Many women experience a variety of symptoms around the time of their periods. The most common are menstrual cramps. However, women may also experience temporary emotional and physical changes at this time as a result of premenstrual syndrome, or PMS. These changes can include heightened emotions, irritability, food cravings, feeling bloated, swollen or sore breasts, headaches and acne flare-ups.

Although irregular periods are common in girls who have just started menstruating, it’s important to see a doctor if periods continue to be irregular a year or two after menarche. In some cases, an irregular period is nothing to be concerned about, but it’s important to have a doctor rule out possible health conditions which could be causing them. Some of the reasons a woman might experience irregular periods include abnormal uterine bleeding, extreme weight loss, eating disorders, stress and excessive exercising.

Menopause

After menarche occurs, a woman continues to get her period each month for several decades (except for when she becomes pregnant). Eventually, her ovaries stop producing the hormones necessary for menstruation. At this time, she stops having her period, an event which is known as menopause. Once this occurs, the woman’s eggs no longer release eggs and she cannot get pregnant anymore. Because periods can be irregular in the years leading up to this time, women don’t know for sure if they’ve gone through menopause until they have not had a period for one year.

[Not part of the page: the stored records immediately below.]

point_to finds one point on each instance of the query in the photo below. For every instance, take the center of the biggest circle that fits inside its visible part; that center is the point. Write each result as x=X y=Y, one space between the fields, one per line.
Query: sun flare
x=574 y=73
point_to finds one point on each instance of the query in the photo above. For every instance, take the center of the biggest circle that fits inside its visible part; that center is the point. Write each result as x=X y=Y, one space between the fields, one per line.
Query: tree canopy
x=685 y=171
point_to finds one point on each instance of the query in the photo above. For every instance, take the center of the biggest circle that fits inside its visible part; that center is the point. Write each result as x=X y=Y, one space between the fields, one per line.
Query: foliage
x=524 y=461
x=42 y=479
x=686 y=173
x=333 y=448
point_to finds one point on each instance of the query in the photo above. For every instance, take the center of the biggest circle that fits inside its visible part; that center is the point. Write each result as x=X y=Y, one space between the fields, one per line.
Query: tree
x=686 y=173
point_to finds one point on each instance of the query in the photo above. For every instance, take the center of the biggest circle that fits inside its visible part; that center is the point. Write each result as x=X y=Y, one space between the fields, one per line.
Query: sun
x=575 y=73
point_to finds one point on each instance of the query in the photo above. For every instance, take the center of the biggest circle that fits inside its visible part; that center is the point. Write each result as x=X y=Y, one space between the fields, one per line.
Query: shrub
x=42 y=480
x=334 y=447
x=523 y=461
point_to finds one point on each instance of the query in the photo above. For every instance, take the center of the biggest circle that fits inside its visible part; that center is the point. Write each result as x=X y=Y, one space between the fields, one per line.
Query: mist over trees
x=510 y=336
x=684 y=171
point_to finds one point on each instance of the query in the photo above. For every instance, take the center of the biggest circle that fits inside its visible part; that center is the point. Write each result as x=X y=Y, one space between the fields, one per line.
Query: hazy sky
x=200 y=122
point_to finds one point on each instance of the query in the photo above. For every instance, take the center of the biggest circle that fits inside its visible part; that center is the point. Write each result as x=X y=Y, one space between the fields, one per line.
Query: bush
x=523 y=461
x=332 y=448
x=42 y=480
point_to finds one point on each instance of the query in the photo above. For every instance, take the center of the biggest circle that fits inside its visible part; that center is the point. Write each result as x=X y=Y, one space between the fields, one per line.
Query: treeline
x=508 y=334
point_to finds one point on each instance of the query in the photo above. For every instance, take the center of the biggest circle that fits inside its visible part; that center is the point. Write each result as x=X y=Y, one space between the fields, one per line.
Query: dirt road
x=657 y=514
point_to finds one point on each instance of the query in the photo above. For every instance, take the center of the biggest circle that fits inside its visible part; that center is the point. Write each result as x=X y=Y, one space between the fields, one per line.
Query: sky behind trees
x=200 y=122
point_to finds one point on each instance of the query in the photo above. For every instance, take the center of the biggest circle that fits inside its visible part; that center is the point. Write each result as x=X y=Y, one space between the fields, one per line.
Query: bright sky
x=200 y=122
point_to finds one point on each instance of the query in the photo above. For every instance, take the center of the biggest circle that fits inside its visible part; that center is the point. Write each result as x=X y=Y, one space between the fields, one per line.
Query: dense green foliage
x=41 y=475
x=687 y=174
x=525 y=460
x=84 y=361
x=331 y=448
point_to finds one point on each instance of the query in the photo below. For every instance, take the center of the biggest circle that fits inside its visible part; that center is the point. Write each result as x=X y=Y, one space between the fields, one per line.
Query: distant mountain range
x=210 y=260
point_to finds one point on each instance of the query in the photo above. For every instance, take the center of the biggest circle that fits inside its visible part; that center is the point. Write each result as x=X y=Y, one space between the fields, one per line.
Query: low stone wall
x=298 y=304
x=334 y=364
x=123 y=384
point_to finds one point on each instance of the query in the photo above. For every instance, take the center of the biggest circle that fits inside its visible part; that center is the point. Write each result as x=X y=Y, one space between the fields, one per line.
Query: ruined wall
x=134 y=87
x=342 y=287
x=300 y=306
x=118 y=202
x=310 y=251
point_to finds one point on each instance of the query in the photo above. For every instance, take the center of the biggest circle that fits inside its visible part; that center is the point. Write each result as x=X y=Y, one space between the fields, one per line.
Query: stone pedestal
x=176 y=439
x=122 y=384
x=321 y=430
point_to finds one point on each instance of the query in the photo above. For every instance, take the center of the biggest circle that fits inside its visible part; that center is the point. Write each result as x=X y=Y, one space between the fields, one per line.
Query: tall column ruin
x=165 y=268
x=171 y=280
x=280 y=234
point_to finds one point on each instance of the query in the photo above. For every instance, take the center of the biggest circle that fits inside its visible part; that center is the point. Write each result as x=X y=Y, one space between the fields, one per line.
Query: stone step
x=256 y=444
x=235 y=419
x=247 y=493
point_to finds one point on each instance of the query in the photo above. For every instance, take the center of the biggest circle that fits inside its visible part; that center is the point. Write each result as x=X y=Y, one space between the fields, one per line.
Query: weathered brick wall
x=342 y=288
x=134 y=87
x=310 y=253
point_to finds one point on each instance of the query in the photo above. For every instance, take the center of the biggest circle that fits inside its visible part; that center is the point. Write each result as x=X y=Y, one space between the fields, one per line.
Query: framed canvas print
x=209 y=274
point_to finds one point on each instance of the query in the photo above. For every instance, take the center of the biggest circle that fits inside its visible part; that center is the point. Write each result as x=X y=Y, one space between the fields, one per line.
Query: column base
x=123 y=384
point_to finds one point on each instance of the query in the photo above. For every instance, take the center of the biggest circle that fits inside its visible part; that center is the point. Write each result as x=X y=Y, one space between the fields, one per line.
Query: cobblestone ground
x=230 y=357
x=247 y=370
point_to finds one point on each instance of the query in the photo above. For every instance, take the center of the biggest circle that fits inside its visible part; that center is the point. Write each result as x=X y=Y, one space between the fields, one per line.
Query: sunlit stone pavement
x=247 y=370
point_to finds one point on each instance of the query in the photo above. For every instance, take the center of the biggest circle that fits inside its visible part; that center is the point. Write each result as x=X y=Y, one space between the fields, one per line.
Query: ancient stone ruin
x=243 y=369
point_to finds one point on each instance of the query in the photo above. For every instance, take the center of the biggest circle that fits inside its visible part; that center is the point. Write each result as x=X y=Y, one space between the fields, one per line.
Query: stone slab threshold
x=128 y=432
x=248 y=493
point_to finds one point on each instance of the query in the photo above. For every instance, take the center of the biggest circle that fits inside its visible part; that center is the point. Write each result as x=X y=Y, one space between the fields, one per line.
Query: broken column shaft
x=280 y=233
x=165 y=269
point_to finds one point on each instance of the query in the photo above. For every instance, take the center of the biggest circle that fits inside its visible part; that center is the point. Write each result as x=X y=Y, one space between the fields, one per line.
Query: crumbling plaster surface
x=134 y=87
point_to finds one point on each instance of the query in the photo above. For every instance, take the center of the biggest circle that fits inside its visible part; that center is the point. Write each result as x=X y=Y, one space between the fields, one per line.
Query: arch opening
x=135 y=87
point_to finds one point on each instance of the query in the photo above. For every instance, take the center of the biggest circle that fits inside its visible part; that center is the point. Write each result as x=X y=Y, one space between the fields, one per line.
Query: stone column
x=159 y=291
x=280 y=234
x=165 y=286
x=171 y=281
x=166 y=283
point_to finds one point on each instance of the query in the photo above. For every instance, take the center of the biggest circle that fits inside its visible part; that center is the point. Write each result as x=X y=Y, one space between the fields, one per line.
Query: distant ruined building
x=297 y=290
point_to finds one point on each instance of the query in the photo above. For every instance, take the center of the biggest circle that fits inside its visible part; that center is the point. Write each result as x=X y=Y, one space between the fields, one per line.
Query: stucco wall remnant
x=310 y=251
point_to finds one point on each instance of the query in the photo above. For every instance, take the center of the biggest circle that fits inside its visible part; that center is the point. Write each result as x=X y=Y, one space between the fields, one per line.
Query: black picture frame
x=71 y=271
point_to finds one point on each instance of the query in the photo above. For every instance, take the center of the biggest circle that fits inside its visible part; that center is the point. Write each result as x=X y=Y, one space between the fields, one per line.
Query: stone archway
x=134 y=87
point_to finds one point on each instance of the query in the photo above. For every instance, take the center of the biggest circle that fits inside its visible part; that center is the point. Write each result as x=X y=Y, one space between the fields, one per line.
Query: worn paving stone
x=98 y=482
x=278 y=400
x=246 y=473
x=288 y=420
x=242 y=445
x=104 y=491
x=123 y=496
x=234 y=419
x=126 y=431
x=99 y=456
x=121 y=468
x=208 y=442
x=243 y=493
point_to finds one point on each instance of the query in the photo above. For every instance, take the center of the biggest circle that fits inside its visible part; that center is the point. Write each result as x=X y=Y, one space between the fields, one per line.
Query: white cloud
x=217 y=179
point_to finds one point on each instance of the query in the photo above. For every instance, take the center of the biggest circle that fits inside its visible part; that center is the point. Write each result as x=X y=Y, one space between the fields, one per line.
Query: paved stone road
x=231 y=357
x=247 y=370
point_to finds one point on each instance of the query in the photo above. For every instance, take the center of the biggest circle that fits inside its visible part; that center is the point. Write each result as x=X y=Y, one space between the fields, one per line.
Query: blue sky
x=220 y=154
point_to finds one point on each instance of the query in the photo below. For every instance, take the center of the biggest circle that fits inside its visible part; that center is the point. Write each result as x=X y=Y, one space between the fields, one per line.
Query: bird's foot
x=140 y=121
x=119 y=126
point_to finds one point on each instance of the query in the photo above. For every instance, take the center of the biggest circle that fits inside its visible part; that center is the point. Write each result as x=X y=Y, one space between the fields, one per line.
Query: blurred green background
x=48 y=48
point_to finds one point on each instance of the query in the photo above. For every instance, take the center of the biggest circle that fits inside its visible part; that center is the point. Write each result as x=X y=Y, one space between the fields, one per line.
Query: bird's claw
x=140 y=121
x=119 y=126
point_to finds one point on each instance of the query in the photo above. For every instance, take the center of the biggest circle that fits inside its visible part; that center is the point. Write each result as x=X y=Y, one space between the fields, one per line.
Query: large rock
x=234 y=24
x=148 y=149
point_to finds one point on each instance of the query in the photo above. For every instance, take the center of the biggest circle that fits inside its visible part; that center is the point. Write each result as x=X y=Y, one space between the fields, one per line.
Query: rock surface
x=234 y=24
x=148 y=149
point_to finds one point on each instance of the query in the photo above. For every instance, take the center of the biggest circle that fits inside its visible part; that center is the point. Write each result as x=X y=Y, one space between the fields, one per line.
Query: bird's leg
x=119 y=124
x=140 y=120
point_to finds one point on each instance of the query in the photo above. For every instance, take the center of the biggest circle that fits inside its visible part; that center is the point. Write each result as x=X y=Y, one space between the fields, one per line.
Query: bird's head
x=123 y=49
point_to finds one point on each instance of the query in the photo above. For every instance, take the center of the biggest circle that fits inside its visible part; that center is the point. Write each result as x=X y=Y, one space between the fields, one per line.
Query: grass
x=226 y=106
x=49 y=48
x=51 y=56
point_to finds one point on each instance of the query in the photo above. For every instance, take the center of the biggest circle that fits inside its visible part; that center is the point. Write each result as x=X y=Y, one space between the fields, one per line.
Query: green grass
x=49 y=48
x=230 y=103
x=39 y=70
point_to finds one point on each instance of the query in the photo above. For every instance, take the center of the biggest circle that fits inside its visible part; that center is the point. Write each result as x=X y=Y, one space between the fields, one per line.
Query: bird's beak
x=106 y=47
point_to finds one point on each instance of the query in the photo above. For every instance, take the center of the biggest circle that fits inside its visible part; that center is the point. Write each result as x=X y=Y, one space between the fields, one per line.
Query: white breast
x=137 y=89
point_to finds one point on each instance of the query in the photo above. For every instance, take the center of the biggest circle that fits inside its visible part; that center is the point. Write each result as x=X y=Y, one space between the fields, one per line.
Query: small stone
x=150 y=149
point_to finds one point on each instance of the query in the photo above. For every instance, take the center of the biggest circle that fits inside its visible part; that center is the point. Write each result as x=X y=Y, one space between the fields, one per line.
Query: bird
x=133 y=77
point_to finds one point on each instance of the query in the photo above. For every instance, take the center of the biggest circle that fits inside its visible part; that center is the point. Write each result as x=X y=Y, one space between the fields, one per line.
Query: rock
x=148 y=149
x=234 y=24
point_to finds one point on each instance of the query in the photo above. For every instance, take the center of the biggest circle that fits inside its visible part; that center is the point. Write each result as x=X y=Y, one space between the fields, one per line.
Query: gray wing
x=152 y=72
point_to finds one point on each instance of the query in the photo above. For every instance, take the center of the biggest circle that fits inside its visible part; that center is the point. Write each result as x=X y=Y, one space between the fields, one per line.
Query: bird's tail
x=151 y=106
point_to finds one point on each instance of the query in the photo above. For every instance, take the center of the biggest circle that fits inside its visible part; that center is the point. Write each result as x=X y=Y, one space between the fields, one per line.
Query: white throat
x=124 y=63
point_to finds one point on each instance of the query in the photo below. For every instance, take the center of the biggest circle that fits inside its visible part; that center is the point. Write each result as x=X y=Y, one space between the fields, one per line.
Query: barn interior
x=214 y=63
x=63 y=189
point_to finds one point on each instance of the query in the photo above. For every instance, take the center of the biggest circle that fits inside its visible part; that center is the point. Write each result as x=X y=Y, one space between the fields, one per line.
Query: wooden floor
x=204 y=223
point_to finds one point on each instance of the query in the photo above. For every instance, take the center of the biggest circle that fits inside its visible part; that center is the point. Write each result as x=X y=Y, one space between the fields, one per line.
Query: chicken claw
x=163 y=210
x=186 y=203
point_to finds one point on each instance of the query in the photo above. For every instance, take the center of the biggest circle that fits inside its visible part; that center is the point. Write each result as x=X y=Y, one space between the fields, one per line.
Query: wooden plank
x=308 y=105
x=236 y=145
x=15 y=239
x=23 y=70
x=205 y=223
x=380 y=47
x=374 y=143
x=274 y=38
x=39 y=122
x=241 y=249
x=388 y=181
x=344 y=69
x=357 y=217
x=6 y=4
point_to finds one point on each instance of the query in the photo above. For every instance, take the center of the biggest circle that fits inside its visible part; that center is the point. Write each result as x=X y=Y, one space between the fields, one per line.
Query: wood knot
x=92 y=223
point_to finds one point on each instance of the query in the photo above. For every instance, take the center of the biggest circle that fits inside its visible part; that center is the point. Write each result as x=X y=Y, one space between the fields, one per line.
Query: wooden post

Most women go through menopause around the age of 51, but it can happen anywhere between the ages of 40 and 55.

Menopause causes several symptoms, including hot flashes, mood changes, vaginal dryness, urinary tract infections, osteoporosis and night sweats. However, women can help control these symptoms by eating a healthy diet and being active.

Conclusion

Most women find that their menstrual cycle is relatively easy to deal with, especially if they know when to expect their period and how to deal with their symptoms. However, many young girls are unprepared for this transition, and parental guidance and advice is essential for readying them for menstruation and all it entails.